O prefeito de São Paulo, Fernando Haddad, sancionou a lei 16.493, de autoria do vereador Jamil Murad, que institui o ensino sobre Direitos Humanos nas escolas do município. A lei se torna muito relevante, especialmente se considerarmos o profundo obscurantismo que orbita o assunto.

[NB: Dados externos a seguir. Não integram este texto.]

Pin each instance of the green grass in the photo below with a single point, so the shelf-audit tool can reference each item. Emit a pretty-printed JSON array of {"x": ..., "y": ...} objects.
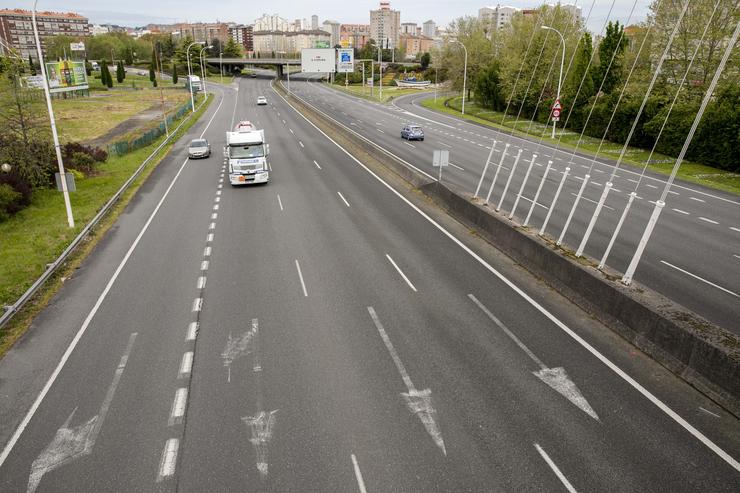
[
  {"x": 389, "y": 92},
  {"x": 689, "y": 171},
  {"x": 38, "y": 234}
]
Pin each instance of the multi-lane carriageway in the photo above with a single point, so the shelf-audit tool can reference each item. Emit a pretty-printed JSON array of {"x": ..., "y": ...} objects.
[
  {"x": 330, "y": 332},
  {"x": 693, "y": 256}
]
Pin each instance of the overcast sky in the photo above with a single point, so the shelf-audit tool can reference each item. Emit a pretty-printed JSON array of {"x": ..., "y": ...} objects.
[{"x": 141, "y": 12}]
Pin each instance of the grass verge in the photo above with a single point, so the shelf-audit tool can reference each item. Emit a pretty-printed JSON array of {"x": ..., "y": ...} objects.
[
  {"x": 39, "y": 234},
  {"x": 689, "y": 171}
]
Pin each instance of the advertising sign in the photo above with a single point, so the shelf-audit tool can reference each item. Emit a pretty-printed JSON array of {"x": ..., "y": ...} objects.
[
  {"x": 345, "y": 60},
  {"x": 318, "y": 60},
  {"x": 66, "y": 76}
]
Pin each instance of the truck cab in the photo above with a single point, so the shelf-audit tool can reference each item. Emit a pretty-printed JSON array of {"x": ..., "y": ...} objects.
[{"x": 247, "y": 153}]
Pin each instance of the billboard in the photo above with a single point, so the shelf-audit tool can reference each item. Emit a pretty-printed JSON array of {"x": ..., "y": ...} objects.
[
  {"x": 66, "y": 76},
  {"x": 318, "y": 60},
  {"x": 345, "y": 60}
]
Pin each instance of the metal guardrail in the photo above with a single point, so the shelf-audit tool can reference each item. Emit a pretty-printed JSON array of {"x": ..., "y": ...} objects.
[{"x": 52, "y": 268}]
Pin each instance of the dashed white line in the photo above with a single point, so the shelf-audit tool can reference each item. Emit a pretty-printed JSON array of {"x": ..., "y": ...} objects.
[
  {"x": 555, "y": 469},
  {"x": 358, "y": 475},
  {"x": 300, "y": 276},
  {"x": 343, "y": 199},
  {"x": 169, "y": 459},
  {"x": 701, "y": 279},
  {"x": 400, "y": 272}
]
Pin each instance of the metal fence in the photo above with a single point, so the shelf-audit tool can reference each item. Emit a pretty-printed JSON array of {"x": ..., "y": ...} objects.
[{"x": 125, "y": 146}]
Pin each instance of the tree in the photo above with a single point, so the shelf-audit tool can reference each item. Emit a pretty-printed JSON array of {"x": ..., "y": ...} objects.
[
  {"x": 610, "y": 71},
  {"x": 120, "y": 72},
  {"x": 232, "y": 49}
]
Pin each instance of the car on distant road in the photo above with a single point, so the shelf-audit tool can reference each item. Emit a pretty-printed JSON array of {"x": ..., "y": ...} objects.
[
  {"x": 199, "y": 148},
  {"x": 412, "y": 132}
]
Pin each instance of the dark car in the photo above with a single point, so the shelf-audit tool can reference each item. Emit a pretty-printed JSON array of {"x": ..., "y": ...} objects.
[{"x": 412, "y": 132}]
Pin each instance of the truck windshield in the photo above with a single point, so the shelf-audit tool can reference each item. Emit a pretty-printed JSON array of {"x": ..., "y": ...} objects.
[{"x": 241, "y": 152}]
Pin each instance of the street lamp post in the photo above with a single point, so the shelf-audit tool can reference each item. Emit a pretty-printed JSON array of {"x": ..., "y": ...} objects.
[
  {"x": 560, "y": 78},
  {"x": 190, "y": 73},
  {"x": 57, "y": 148},
  {"x": 465, "y": 71}
]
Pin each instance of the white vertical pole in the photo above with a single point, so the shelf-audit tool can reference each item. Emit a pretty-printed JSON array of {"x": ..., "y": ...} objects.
[
  {"x": 55, "y": 136},
  {"x": 616, "y": 230},
  {"x": 573, "y": 209},
  {"x": 485, "y": 168},
  {"x": 524, "y": 183},
  {"x": 594, "y": 217},
  {"x": 554, "y": 201},
  {"x": 508, "y": 180},
  {"x": 537, "y": 194},
  {"x": 495, "y": 176}
]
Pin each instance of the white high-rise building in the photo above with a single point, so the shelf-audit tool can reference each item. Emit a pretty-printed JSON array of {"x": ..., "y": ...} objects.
[{"x": 385, "y": 25}]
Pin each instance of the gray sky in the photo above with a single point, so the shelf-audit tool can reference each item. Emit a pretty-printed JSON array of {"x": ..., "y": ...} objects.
[{"x": 140, "y": 12}]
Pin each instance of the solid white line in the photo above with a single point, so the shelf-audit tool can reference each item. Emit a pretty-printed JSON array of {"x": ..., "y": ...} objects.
[
  {"x": 300, "y": 275},
  {"x": 701, "y": 279},
  {"x": 192, "y": 331},
  {"x": 186, "y": 365},
  {"x": 342, "y": 197},
  {"x": 169, "y": 459},
  {"x": 400, "y": 272},
  {"x": 606, "y": 361},
  {"x": 34, "y": 407},
  {"x": 555, "y": 469},
  {"x": 358, "y": 475}
]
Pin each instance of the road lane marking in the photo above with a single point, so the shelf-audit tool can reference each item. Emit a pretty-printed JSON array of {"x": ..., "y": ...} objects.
[
  {"x": 400, "y": 272},
  {"x": 300, "y": 276},
  {"x": 556, "y": 321},
  {"x": 186, "y": 365},
  {"x": 555, "y": 469},
  {"x": 701, "y": 279},
  {"x": 169, "y": 459},
  {"x": 34, "y": 407},
  {"x": 358, "y": 475},
  {"x": 342, "y": 197}
]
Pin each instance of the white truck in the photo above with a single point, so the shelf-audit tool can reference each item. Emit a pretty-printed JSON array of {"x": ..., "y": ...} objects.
[{"x": 247, "y": 153}]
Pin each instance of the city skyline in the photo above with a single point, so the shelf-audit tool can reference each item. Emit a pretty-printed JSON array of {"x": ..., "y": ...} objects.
[{"x": 233, "y": 11}]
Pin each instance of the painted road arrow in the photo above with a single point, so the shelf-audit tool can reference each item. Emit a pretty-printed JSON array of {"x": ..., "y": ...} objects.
[
  {"x": 555, "y": 378},
  {"x": 419, "y": 402},
  {"x": 72, "y": 443}
]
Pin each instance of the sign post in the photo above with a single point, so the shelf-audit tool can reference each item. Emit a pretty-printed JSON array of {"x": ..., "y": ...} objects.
[{"x": 441, "y": 158}]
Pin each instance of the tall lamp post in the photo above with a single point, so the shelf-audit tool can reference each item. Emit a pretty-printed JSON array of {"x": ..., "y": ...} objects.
[
  {"x": 57, "y": 148},
  {"x": 190, "y": 72},
  {"x": 562, "y": 62},
  {"x": 465, "y": 71}
]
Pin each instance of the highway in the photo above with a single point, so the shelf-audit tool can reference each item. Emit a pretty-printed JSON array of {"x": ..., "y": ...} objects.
[
  {"x": 330, "y": 331},
  {"x": 693, "y": 256}
]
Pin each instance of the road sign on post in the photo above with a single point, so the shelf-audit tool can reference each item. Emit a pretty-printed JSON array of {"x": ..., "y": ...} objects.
[{"x": 441, "y": 159}]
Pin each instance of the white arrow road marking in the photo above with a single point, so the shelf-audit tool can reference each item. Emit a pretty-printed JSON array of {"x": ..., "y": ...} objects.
[
  {"x": 556, "y": 378},
  {"x": 71, "y": 443},
  {"x": 419, "y": 402}
]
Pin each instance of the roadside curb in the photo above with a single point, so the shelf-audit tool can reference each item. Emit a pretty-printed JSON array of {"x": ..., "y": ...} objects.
[{"x": 701, "y": 353}]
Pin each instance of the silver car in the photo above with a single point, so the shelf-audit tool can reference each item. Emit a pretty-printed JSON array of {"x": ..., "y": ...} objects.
[{"x": 199, "y": 148}]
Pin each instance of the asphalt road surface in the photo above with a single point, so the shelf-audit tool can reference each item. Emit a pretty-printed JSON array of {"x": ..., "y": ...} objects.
[
  {"x": 693, "y": 256},
  {"x": 328, "y": 332}
]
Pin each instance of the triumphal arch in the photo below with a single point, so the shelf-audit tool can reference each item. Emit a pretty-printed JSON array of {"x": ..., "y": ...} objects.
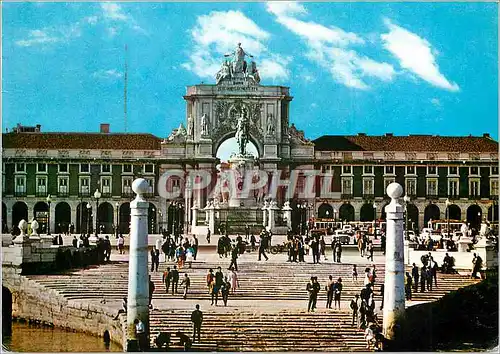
[{"x": 237, "y": 106}]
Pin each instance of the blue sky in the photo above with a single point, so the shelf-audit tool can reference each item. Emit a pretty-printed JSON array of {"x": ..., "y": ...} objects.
[{"x": 406, "y": 68}]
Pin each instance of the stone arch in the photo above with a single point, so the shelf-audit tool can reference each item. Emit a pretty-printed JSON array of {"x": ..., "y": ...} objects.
[
  {"x": 231, "y": 134},
  {"x": 413, "y": 217},
  {"x": 367, "y": 212},
  {"x": 325, "y": 211},
  {"x": 431, "y": 212},
  {"x": 152, "y": 217},
  {"x": 62, "y": 217},
  {"x": 474, "y": 216},
  {"x": 124, "y": 218},
  {"x": 346, "y": 212},
  {"x": 493, "y": 213},
  {"x": 41, "y": 214},
  {"x": 83, "y": 218},
  {"x": 105, "y": 217},
  {"x": 4, "y": 218},
  {"x": 454, "y": 212},
  {"x": 19, "y": 212},
  {"x": 6, "y": 312}
]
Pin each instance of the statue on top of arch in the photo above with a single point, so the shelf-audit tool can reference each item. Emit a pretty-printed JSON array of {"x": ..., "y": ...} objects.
[{"x": 237, "y": 67}]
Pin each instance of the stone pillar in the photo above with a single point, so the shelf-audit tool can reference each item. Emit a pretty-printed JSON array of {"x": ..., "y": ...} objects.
[
  {"x": 287, "y": 215},
  {"x": 394, "y": 291},
  {"x": 138, "y": 277}
]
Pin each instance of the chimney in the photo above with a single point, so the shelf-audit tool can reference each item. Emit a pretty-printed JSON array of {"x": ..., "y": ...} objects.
[{"x": 104, "y": 128}]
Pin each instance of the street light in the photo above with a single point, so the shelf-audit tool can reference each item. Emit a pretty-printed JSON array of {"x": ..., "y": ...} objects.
[
  {"x": 49, "y": 200},
  {"x": 89, "y": 214},
  {"x": 448, "y": 215},
  {"x": 117, "y": 219},
  {"x": 97, "y": 195},
  {"x": 406, "y": 200}
]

A temática dos Direitos da Pessoa Humana é de grande complexidade, e merece discussões aprofundadas e reflexões sobre o caráter eurocêntrico que permeia seus conceitos. No entanto, não é o objetivo deste texto. Aqui tratamos de como se dá o entendimento de parte da sociedade sobre o tema.

É sempre um grande risco expressar opinião sobre aquilo que se desconhece. Antes, é preciso análise e reflexão, pois delas advém a crítica e o conhecimento. Contudo, o senso comum sobeja e prevalece sobre alguns assuntos, dentre eles, os Direitos Humanos.

Lê-se e  ouve-se  muita bobagem sobre Direitos Humanos, há aqueles que chegam a personificá-lo. Portanto,  é preciso que se reflita sobre o significado deste princípio, que nem é uma pessoa nem uma instituição.

Direitos humanos são princípios que decorrem dos direitos fundamentais da pessoa humana, isto é, necessidades sem as quais uma pessoa não consegue existir e nem desfrutar de sua plenitude. O mais importante deles é o direito à vida, seguido do direito à integridade física e moral, à igualdade, à liberdade de pensamento, de expressão, de reunião, de associação, de manifestação, de culto, de orientação sexual , à felicidade, ao devido processo legal, à objeção de consciência, à saúde, educação, habitação, lazer, cultura e esporte, trabalhista, ao meio ambiente, do consumidor, a não ser vítima de manipulação genética.

Partindo deste conceito, entende-se que há pessoas e instituições que defendem os direitos humanos no seu mais amplo espectro. Médicos Sem Fronteiras, Instituto Adus de Reintegração de Refugiados, Cruz Vermelha, GADVS – Grupo de Advogados pela Diversidade Sexual e de Gênero, instituições que dão abrigo e guarida a moradores em situação de rua e crianças desamparadas e etc.; estão ligados diretamente à luta pelos Direitos Humanos, assim como jornalistas, antropólogos, sociólogos, assistentes sociais, advogados, trabalhadores remunerados, voluntários de modo geral, e profissionais de diversas áreas,  que prezam pela pessoa e sua integridade física e psicológica.

Portanto, é preciso despir-se de conceitos abjetos, manipulados e distorcidos por interesses escusos, e largamente difundidos pelas figuras obtusas que são os  Datenas, Marcelos Resendes e Bolsonaros  da vida. É preciso refletir antes de reproduzir ideias desonestas.

Pessoas e instituições ligadas aos Direitos Humanos não são defensores de “bandidos”, como dizem os manipuladores desonestos, ao contrário, são causídicos da aplicação das leis, mas antes de tudo do direito à vida e à defesa ampla por parte do acusado, portanto, contrários à justiça arbitrária e à pena capital.

Assim, almejam que aqueles que cometem delitos sejam presos e julgados dentro da lei vigente com direito amplo à defesa, e, caso sejam condenados, que cumpram a pena em condições adequadas. Isto posto, denunciarão todo e qualquer abuso por parte do Estado. O Estado não pode ter a prerrogativa da vingança – ainda que o cidadão comum a queira;  pelo contrário, deve garantir a aplicação da lei dentro de seu rigor, bem como dos Direitos da Pessoa Humana.

Por isso, quando há abuso das autoridades policiais que são representantes do Estado, pessoas e instituições ligadas aos direitos humanos se manifestam contra.  Caso os Direitos Humanos não sejam respeitados pelo Estado, viveremos à beira do autoritarismo e da barbárie. Exemplo recente foi a sórdida ditadura civil e militar que afrontou todos os Direitos Humanos em nosso país. Prendeu, torturou e matou “culpados” e inocentes.

Sendo assim, não existe “direitos humanos para humanos direitos” ou “direitos dos manos” como algumas pessoas desinformadas sobre o tema costumam reproduzir. Direitos Humanos devem ser para todos, apesar de que muitos ainda são privados de seus direitos básicos de saúde, moradia e educação. Outros sofrem com ataques à integridade física ou psicológica, que são as vítimas de racismo, homo e transfobia, misoginia, perseguição religiosa (especialmente os praticantes de religiões de matizes africanas), etc.

Compreendendo os princípios e conceitos dos Direitos Humanos, percebemos que a luta pela sua aplicação deveria ser de todos, pois só assim garantiremos nossos próprios direitos e construiremos uma sociedade mais digna, justa e segura para todos vivermos.